Abstract

K-Ar dating of granitic rocks in northeastern Washington and northern Idaho indicates four distinct periods of intrusion at about 200+ m.y., 170 m.y., 93 to 101 m.y., and 45 to 51 m.y. The two oldest events are each represented by only one pluton in the region. Plutons of the 93- to 101-m.y. event are numerous in the eastern and western parts of the region and may have occupied much of the intervening area before the youngest event. Except for a group of unrooted plutons in the upper plate of a thrust fault, no plutonic rocks between the west edge of the Pend Oreille River valley and the Purcell Trench south of lat 48° 15′ N. yielded an age outside the 45- to 51-m.y. bracket. Westward from the Pend Oreille River valley, the plutonic rocks yield successively older ages over a zone 8 to 25 km wide. All coexisting mineral pairs from rocks within this zone yield discordant ages. West of the zone, mineral pairs yield concordant ages in the 93- to 101-m.y. range. The apparent ages were contoured over about 15,000 km2, and the position and trend of discordant ages have been delineated.

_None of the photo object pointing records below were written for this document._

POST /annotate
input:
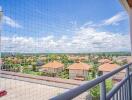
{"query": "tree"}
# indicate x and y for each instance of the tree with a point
(51, 57)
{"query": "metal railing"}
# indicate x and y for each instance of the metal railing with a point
(122, 91)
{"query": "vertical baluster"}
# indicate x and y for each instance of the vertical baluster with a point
(126, 91)
(103, 91)
(116, 95)
(129, 84)
(120, 94)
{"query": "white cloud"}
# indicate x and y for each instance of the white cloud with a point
(85, 40)
(114, 20)
(9, 21)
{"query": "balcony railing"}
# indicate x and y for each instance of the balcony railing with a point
(121, 91)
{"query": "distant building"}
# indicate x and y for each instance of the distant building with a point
(78, 71)
(109, 67)
(102, 61)
(53, 67)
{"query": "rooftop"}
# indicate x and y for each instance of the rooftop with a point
(79, 66)
(54, 64)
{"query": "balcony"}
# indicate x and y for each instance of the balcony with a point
(120, 91)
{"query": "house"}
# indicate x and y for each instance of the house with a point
(109, 67)
(102, 61)
(78, 71)
(53, 67)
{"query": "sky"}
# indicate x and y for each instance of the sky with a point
(64, 26)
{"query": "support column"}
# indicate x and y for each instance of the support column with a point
(130, 20)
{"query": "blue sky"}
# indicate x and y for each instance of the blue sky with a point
(64, 26)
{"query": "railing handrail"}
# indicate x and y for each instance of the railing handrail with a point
(72, 93)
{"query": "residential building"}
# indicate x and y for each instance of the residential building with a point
(53, 67)
(102, 61)
(78, 71)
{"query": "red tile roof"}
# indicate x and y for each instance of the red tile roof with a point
(53, 64)
(79, 66)
(108, 67)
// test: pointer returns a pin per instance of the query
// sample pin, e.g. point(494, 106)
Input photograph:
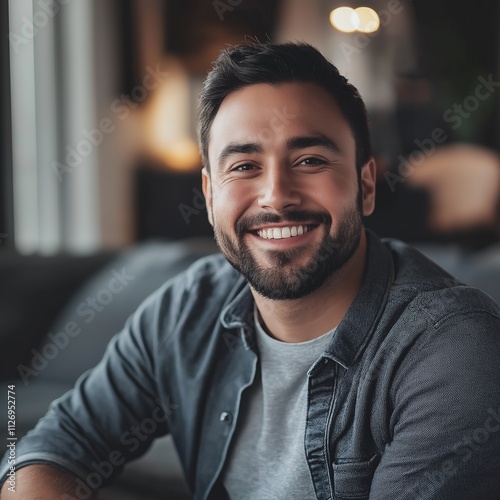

East of the Purcell Trench, a partly preserved mirror image of the Pend Oreille River zone of discordance is disrupted by faults in the trench and in places appears to have been removed. In the vicinity of the Purcell Trench, the apparent ages suggest a complex thermal history probably complicated by faults concealed in the trench. The apparent ages can be contoured at least two different ways, one interpretation assuming that the contours are disrupted by a large fault or fault system in the trench, the other assuming either that no faults exist or that the faults predate the 45 to 51 m.y. intrusions. The contours can also be drawn either being offset by the Hope fault or crossing the fault without interruption. The distribution of granitic rock outcrops around the Purcell Trench and Hope fault is such that a unique solution cannot be determined for either area.